From diagonalization to the real spectral theorem

Where Volume I left diagonalization

Volume I gave you diagonalization: an operator A is diagonalizable when it has an eigenbasis, so A = P D P^-1. But two things were left unsettled. First, not every operator diagonalizes at all — defective ones don't. Second, even when P exists, its columns are usually just *some* basis: not orthogonal, so P^-1 is an awkward inverse rather than a clean transpose.

The spectral theorem fixes both defects at once for a special class of operators. For these operators an orthonormal basis of eigenvectors *always* exists, so the change-of-basis matrix is an orthogonal matrix Q with Q^-1 = Q^T. Diagonalization becomes A = Q D Q^T — geometry-preserving, numerically stable, and unconditionally guaranteed.

Symmetric means self-adjoint

The special class is the symmetric (real) operators: A = A^T. The reason this matters is that symmetry is the matrix shadow of an inner-product condition. A real operator is *self-adjoint* when <Ax, y> = <x, Ay> for all x, y, and over R^n with the standard dot product that is exactly A = A^T. The spectral theorem for self-adjoint operators is best stated in this inner-product language because it is the symmetry, not the bookkeeping, that does the work.

Why eigenvalues are real (the one-line argument):

  let A v = lambda v,  v != 0.  Take the inner product with v:
      lambda <v, v>  =  <A v, v>  =  <v, A v>  =  conj(lambda) <v, v>
  since <v, v> > 0,  lambda = conj(lambda)  =>  lambda is REAL.

Why eigenvectors are orthogonal across distinct eigenvalues:

  A u = a u,  A w = b w,  a != b:
      a <u, w> = <A u, w> = <u, A w> = b <u, w>
      (a - b) <u, w> = 0   and a != b   =>   <u, w> = 0.

Self-adjointness forces real eigenvalues and orthogonal eigenvectors.

The real spectral theorem, stated and used

Putting it together: a real operator is orthogonally diagonalizable if and only if it is symmetric. That is the real spectral theorem, and the matrix form is the orthogonal eigendecomposition A = Q D Q^T with Q orthogonal and D real diagonal. There is no multiplicity test to pass and no field to worry about — symmetry alone delivers a full orthonormal eigenbasis, even when eigenvalues repeat.
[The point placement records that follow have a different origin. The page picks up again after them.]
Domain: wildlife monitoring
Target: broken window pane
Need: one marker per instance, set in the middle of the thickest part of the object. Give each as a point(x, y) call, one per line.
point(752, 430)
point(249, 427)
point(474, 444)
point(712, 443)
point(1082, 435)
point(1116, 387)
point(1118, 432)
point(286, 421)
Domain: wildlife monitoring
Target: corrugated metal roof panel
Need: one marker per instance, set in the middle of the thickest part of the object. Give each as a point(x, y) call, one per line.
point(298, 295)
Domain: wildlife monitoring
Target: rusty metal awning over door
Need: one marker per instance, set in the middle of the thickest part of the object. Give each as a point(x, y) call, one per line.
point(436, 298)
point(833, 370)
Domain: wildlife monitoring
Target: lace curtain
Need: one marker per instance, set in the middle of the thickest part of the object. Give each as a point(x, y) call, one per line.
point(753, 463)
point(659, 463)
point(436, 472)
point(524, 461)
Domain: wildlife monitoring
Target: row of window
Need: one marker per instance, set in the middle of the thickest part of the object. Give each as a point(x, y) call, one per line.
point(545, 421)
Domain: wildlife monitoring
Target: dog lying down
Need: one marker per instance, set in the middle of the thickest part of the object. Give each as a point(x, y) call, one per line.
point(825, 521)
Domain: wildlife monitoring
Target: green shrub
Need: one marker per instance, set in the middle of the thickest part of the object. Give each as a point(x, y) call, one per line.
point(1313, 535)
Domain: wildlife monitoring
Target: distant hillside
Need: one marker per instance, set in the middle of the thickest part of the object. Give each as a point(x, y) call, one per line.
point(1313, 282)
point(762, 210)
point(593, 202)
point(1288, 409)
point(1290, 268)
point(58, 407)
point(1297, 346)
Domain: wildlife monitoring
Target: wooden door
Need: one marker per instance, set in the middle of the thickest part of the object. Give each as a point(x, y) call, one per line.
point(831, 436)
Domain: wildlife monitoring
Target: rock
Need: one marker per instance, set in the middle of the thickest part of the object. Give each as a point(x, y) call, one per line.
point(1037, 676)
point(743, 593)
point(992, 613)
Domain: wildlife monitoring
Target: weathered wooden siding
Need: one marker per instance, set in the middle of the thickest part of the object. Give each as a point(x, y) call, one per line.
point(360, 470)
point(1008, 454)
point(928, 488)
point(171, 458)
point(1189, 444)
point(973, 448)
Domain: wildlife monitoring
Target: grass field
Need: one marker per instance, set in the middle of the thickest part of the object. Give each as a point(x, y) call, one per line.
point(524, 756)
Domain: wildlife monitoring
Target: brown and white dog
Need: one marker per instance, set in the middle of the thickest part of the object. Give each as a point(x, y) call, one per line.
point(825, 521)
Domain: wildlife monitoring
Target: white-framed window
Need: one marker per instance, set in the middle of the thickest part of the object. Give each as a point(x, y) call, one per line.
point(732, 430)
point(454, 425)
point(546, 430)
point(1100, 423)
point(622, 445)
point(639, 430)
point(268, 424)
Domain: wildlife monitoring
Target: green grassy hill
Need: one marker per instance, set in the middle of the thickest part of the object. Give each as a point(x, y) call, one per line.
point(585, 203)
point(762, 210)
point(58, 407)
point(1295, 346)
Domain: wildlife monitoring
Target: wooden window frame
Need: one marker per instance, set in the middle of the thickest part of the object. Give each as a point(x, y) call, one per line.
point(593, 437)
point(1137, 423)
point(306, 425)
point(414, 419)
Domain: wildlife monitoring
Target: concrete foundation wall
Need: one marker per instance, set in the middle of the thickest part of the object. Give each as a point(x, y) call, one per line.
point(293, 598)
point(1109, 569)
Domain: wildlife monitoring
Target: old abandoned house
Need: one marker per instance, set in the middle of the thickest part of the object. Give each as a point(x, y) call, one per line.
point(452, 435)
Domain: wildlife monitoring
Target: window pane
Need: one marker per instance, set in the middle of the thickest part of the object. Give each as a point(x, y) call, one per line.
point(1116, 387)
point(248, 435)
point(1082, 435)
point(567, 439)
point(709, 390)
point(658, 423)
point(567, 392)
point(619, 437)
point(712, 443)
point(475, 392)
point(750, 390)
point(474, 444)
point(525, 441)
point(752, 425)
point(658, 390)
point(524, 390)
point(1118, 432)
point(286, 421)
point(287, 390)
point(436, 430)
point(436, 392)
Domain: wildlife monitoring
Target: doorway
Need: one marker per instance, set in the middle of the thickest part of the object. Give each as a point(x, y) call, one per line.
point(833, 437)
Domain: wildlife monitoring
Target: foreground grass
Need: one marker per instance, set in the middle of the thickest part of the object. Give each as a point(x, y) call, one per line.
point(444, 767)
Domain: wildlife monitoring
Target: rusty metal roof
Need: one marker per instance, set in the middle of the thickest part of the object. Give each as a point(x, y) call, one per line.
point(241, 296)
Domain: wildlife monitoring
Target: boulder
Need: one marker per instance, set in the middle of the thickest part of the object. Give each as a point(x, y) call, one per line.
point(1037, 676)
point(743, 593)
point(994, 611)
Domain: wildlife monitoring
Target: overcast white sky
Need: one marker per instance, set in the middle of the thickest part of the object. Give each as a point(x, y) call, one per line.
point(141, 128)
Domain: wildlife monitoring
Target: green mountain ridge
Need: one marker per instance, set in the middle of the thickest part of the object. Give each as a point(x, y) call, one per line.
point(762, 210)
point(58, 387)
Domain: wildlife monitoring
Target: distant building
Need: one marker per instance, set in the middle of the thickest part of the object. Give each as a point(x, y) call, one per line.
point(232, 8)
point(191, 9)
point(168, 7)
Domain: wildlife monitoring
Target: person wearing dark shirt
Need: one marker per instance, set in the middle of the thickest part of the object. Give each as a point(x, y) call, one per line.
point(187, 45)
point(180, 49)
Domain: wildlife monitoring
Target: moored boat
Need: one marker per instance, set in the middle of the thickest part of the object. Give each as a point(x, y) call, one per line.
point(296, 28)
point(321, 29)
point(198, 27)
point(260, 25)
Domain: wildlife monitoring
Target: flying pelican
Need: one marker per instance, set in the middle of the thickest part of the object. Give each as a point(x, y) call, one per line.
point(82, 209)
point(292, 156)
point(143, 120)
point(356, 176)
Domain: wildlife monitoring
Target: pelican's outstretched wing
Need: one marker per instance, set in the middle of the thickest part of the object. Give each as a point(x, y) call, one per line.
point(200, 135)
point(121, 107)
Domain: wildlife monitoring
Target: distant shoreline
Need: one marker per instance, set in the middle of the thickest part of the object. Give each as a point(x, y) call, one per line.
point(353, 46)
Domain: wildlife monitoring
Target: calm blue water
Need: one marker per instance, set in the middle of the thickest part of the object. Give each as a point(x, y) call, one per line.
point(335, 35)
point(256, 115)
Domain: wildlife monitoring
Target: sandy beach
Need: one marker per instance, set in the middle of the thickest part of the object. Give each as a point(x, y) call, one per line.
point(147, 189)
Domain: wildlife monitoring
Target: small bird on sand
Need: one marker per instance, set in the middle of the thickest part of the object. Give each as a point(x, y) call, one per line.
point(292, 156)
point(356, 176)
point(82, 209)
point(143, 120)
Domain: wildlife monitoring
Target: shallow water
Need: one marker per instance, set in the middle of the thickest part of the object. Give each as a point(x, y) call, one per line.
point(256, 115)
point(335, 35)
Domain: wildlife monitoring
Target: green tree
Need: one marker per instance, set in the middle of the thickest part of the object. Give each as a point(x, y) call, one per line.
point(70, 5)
A = [2, 1; 1, 2]            # symmetric:  A = A^T

characteristic poly: det(A - x I) = (2 - x)^2 - 1 = x^2 - 4x + 3
  eigenvalues:  lambda_1 = 3,  lambda_2 = 1   (both real, as promised)

eigenvectors:
  lambda = 3:  (A - 3I) v = 0  ->  v_1 = (1, 1)
  lambda = 1:  (A - 1I) v = 0  ->  v_2 = (1, -1)
  check <v_1, v_2> = 1 - 1 = 0   -> already orthogonal!

normalize and stack into Q:
  q_1 = (1,  1)/sqrt(2),  q_2 = (1, -1)/sqrt(2)
  Q = [ 1/sqrt2,  1/sqrt2 ;  1/sqrt2, -1/sqrt2 ]    (Q^T Q = I)

then  A = Q D Q^T  with  D = diag(3, 1).

A symmetric 2x2 diagonalized orthogonally: A = Q D Q^T.

Notice the eigenvectors came out orthogonal for free. When an eigenvalue repeats, its eigenspace is multi-dimensional and you choose any Gram-Schmidt-orthonormalized basis inside it; eigenspaces for different eigenvalues are already orthogonal, so the pieces fit together into one orthonormal eigenbasis. The subtleties of the real theorem all concern this repeated-eigenvalue freedom — we will see the complex story in Guide 2.